Over the past two years, world trade has been hit by repeated health crises and now the war in Ukraine. The price of sea freight, which has increased fivefold since 2019, and which now threatens the recovery of world trade, is symptomatic of these upheavals. We must learn from this crisis to help reshape global trade, so that environmental, social and geopolitical factors are no longer on the back burner.

Supply chains are at the heart of international trade

As we enter a challenging economic recovery marked by war and significant geopolitical tensions, the supply chain must be up to the challenge. Today, we are inevitably moving towards a new model of international trade, where trade corridors can no longer be immune to economic, ecological and technological transformations.

While previously “globalisation” and “sustainability” were irreconcilable, the convergence of both has become a tangible reality for many companies and has changed the rules of world trade and transformed the priorities of leaders.

Beyond awareness, a real strategic commitment from executives

With PWC Singapore, we have analysed this phenomenon. After interviewing more than 500 global business leaders, we found that a strategy based on profit maximisation alone is no longer a viable option for most of them. This is especially true given that our study predicts a 70% increase in global trade over the next decade. Covid-19 has been a real catalyst for supply chain diversification, digitisation, sustainability and inclusion.

Companies are now aware that choosing a policy that combines innovation and responsibility fuels profit for the future and enables them to build a robust and resilient growth strategy. Companies, at the forefront of the changes in our economies, have understood this and are already looking at the profitability of their supply chain differently. New technologies, such as “smart contracts” based on blockchain, which make the terms and conditions of contracts unforgeable, are gradually taking a leading role in their strategies.

In this transition, banks play a decisive role alongside companies. 90% of executives consider that promoting access to financing for robust and inclusive supply chains, in partnership with banks, is a key priority for their internationalisation or cross-border expansion over the next five to ten years.

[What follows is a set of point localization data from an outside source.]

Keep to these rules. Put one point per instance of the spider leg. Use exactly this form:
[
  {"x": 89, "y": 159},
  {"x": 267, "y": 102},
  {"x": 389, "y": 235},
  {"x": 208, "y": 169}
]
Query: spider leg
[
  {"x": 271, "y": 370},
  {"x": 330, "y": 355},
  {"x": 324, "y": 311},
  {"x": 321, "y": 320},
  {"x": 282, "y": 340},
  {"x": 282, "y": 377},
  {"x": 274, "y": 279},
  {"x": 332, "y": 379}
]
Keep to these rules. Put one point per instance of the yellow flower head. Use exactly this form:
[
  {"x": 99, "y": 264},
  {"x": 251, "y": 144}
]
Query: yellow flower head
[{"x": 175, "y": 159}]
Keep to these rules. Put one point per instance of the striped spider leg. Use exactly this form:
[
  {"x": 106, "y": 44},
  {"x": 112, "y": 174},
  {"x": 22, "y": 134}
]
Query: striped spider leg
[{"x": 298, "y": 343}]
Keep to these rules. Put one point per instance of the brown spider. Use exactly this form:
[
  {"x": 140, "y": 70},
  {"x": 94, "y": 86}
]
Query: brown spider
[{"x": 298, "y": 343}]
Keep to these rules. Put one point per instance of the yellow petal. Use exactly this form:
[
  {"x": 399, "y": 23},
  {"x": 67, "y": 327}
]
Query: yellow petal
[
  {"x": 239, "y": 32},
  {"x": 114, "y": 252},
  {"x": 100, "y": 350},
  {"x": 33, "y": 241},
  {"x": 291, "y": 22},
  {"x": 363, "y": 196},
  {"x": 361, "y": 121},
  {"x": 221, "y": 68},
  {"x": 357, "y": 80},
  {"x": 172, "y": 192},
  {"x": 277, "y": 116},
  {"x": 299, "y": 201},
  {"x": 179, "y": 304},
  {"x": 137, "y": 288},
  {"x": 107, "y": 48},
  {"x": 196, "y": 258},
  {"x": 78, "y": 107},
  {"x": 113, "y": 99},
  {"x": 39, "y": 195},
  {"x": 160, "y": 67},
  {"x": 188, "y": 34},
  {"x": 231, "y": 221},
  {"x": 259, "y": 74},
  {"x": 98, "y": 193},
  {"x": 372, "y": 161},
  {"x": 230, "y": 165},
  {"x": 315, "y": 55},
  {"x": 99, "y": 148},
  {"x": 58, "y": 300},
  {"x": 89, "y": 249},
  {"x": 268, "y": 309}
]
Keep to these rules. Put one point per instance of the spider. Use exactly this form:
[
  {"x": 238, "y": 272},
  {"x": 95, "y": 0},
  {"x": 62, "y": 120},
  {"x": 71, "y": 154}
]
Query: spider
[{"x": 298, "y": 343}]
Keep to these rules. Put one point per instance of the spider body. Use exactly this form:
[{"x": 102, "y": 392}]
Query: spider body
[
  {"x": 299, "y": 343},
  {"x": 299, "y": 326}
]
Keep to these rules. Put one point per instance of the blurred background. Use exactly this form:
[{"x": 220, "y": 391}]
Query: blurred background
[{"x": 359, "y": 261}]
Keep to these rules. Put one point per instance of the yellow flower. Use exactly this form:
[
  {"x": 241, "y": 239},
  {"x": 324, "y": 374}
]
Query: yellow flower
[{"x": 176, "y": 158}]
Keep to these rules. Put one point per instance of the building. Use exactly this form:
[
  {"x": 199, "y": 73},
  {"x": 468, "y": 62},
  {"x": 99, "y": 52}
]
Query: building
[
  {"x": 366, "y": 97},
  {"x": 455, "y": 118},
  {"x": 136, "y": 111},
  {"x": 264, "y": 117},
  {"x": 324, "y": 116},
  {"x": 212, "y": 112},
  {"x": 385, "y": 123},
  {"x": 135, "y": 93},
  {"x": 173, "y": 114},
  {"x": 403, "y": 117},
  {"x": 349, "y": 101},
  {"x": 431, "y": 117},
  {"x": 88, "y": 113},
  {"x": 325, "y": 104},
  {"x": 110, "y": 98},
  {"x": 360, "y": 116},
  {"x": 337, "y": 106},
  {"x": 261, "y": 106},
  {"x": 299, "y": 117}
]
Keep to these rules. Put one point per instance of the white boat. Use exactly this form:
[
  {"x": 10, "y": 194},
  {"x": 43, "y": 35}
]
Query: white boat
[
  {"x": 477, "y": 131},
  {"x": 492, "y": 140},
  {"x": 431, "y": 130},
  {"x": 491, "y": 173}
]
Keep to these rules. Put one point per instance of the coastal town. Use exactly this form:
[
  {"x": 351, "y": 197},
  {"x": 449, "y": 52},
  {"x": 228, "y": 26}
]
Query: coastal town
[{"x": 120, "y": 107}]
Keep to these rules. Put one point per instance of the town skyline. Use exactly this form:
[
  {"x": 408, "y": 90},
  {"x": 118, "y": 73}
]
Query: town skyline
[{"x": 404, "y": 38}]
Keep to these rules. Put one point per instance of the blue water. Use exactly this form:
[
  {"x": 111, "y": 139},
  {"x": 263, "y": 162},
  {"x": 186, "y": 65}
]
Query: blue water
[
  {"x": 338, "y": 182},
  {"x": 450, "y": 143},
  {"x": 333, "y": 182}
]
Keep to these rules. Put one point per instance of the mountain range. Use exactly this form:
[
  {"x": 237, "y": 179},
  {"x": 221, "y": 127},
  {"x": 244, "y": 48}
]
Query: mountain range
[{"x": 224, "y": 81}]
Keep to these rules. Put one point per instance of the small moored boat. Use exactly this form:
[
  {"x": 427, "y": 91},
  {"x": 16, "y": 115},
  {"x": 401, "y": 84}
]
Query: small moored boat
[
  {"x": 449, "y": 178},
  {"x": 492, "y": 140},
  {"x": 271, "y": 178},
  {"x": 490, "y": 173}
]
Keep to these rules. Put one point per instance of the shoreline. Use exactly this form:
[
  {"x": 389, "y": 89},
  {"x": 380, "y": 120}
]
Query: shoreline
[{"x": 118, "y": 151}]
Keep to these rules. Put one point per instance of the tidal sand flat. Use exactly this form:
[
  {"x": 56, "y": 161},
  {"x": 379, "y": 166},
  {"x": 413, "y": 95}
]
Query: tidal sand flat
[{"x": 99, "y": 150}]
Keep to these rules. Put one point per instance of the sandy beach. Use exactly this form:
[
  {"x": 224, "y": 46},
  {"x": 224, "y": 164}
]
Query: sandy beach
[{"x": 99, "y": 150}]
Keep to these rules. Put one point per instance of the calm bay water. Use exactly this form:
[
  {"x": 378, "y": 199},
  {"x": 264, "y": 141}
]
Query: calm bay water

Like our societies, economies are becoming increasingly globalised, systems interconnected and, as a result, risks are increasingly global. More than half of the companies surveyed consider the prevention of future supply chain disruptions to be a top priority. This risk of tensions is pushing companies to reverse the paradigm by turning to partial relocation of activities.

Like Alcatel Submarine Networks, which has announced strengthening its business in France, with the launch of an industrial 5G network in Calais. And by 2025, Airbus Helicopters plans to centralise all of its helicopter blade manufacturing in Seine-Saint-Denis.

These new priorities for companies are the beginning of a shift in global trade, whether in terms of the fragmentation of production and supply zones or in terms of its ecological and societal footprint. Public authorities, private companies and banks, must collectively give global trade the means to reinvent itself and make corridors a place where productivity meets sustainability and responsibility.